These professional truck drivers – Jaime Avitia, of El Paso, Texas; Tilden Curl, of Olympia, Wash.; Bill Howard, of Litchfield, Neb.; and David Nelson, of Orlando, Fla. – were named finalists today for trucking’s most prestigious award for heroism.
“These four individuals represent the thousands of professional truck drivers who work every day across North America. Each year, this program offers an opportunity for recognition of those who put their lives on the line to help others,” Joseph Copeland, vice president for commercial tire systems for The Goodyear Tire & Rubber Company, said in a written statement.
“This year, our honored truck drivers all helped to rescue strangers who were in life-threatening peril. In each case, these drivers were able to literally save a life,” Copeland continued. “Time after time, truck drivers have emerged as bona fide heroes. When individuals along North American highways have needed assistance, truck drivers have stopped to help, and sometimes put themselves in harm’s way.”
For the 2010 award, the finalists are the following:
Jaime Avitia, of El Paso, Texas, a driver for Stagecoach Cartage. Early in the morning of Aug. 31, 2010, Avitia was driving on I-10 on his way to a company facility in Laredo, Texas. Beneath I-10 at this point is Highway 17 and a dead-end service road, where he noticed a pickup truck driving at high speed. He watched as the pickup suddenly left the roadway, hit a concrete drainage culvert nose-first, flipped into the air and landed upright.
Avitia quickly stopped his truck, grabbed a flashlight and first-aid kit, and ran down the embankment toward the accident. Upon reaching the truck, he opened the front door, but couldn’t find anyone inside. He then realized the driver – not wearing a seatbelt – had been thrown into the back seat of the crew cab. Unable to find a pulse, Avitia was able to kneel on the front seat, squeeze between the arm rests and administer CPR on the man. After four chest compressions, the man finally coughed and began to breathe. As another man approached the wrecked pickup, Avitia told him to call 911. Until paramedics arrived, Avitia applied a towel and gauze to the man’s bleeding head and kept him comfortable.
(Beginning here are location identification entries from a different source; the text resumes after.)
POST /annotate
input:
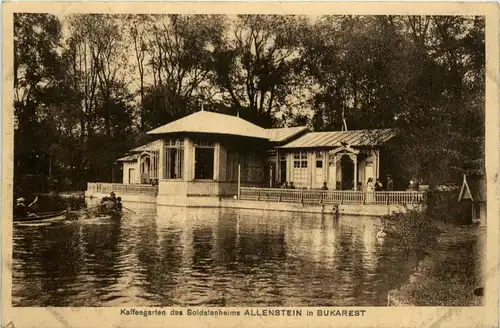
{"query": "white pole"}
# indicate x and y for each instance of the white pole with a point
(239, 180)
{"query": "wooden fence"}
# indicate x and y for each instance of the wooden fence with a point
(136, 189)
(311, 196)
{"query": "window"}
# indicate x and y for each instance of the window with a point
(300, 160)
(204, 159)
(174, 159)
(299, 174)
(204, 163)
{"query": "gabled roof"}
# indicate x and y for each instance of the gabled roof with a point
(128, 158)
(284, 134)
(153, 145)
(213, 123)
(330, 139)
(473, 189)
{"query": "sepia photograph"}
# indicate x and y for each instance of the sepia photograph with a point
(266, 162)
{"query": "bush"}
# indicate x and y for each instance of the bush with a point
(443, 206)
(414, 230)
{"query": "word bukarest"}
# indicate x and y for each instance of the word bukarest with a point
(250, 312)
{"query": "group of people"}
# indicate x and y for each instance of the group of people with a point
(110, 204)
(374, 186)
(285, 185)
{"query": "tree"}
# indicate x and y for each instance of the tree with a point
(36, 73)
(181, 56)
(259, 65)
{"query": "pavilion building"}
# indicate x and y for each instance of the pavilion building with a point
(200, 158)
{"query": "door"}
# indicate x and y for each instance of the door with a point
(131, 176)
(368, 173)
(319, 176)
(283, 170)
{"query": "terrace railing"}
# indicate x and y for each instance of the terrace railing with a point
(136, 189)
(311, 196)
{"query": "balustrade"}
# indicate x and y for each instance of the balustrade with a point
(311, 196)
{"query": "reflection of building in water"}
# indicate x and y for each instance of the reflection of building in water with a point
(370, 229)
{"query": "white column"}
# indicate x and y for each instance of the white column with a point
(311, 168)
(188, 160)
(355, 159)
(216, 161)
Tilden Curl, of Olympia, Wash., a driver for Tecco Trucking. Just after noon on Oct. 27, 2010, Curl was driving southbound on Highway 99 near Tulare, Calif., when a vehicle appeared to lose control and cross traffic, leaving the highway and finally coming to a stop with its front wheels lodged over the railroad tracks that run parallel to the highway.
Curl stopped his truck to check on the car, then noticed a train was coming. An elderly woman exited the passenger side of the car, and Curl yelled for her to get clear of the tracks. He then noticed that the driver was unconscious and trapped inside. At first, the door couldn’t be opened, but Curl was able to squeeze his arm inside and unlock it. Working quickly, he was able to unfasten the man’s seatbelt and drag him out of the car and away from the area just seconds before the train collided with the stranded vehicle.